Monday, July 2, 2012

Do Tangerines Dream of Electric Beats?

This is another post from the archive pile, first drafted in June 2011, but rewoken in honour of Disasteradio's awesome new single Drop The Bomb...

Recently in the Monkeyhouse while watching Tron Legacy (courtesy of Al - cheers!), I turned to Mrs Simian and said "Is it wrong that I'm enjoying the music so much?" Of course it wasn't, she said. Daft Punk were an inspired and logical match for the movie, and of course it didn't take me long to recall that the combination was naturally appealing to me, because friends - deep within the recesses of the Simian brain is an Eighties techno fan.

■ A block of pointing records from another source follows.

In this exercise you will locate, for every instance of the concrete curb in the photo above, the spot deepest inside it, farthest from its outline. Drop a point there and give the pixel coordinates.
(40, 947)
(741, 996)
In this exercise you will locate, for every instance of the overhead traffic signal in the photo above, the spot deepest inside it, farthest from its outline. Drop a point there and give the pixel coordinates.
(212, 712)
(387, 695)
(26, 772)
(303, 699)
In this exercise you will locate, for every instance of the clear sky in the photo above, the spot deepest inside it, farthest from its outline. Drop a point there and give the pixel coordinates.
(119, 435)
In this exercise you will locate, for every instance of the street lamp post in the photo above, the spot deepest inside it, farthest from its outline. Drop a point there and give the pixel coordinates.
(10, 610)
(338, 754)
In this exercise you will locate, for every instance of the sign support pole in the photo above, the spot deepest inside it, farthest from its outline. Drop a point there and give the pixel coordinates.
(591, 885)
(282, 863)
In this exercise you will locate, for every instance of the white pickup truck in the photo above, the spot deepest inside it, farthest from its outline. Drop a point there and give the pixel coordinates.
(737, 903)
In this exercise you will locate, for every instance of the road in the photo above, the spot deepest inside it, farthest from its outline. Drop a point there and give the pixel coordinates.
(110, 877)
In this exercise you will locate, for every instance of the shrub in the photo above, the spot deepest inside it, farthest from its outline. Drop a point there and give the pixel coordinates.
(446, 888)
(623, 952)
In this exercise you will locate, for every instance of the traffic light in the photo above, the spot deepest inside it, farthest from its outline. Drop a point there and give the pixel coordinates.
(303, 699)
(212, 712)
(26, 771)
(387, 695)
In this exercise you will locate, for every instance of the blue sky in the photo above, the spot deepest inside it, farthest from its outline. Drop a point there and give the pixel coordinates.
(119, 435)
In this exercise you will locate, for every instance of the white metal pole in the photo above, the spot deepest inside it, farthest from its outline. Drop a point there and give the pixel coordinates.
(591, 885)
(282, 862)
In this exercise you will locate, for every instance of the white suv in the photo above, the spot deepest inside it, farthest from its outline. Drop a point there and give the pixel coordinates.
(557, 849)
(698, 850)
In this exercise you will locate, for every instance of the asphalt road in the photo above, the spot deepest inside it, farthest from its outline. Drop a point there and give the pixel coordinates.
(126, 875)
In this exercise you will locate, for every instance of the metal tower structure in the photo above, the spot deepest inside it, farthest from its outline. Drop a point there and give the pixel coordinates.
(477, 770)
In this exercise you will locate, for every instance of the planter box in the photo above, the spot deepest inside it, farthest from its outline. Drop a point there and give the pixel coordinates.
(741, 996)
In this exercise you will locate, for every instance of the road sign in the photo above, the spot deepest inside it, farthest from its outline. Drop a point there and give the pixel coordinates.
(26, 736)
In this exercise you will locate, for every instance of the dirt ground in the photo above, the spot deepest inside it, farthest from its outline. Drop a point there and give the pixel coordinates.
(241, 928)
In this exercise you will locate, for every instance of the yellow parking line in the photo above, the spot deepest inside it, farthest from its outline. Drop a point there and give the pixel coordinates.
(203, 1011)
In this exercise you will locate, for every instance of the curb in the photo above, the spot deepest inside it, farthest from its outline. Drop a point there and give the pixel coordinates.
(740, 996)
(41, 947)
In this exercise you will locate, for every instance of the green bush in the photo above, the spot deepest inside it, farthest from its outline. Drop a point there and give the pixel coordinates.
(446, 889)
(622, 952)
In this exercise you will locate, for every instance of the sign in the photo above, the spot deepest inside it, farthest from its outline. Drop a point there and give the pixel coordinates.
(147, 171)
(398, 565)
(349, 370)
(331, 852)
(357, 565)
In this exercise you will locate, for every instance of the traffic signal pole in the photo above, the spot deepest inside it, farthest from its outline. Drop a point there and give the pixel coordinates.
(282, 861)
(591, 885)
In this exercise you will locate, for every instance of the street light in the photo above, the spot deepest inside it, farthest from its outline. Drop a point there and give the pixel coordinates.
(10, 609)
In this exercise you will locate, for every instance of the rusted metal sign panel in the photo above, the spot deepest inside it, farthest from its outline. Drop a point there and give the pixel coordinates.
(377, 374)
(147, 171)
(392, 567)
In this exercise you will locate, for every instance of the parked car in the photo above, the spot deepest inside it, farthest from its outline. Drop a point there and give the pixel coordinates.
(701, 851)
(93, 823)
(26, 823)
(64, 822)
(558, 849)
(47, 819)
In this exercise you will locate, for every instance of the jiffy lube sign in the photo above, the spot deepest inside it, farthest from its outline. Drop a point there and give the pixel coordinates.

As a teenager interested in movies and Sci-Fi and comics the desire to look for a musical genre that would naturally accompany these was strong. Electronic music chose me in the end, courtesy of TVSF. For a while I collected Jean Michel Jarre albums, then any synthesised soundtracks I could get my hands on - mainly dubbed tapes from friends (Manhunter, Blade Runner, and I seem to recall liking Toto's soundtrack to Dune a fair bit). But the most eclectic cassette I had was this one - the 'Jive Electro'  Disc Drive sampler. Check out that blue neon Vitruvian Man!:


Lots of Tangerine Dream was on there, which was pretty cool, as I'd thought they were just hippies before that. And I really dug Mark Shreeve, who had based some of his compositions around Stephen King's The Stand (which I was also reading at the time), so that got an easy pass. Here he is playing live in the UK. Apologies for the Eighties-ness - it's time travel, dude.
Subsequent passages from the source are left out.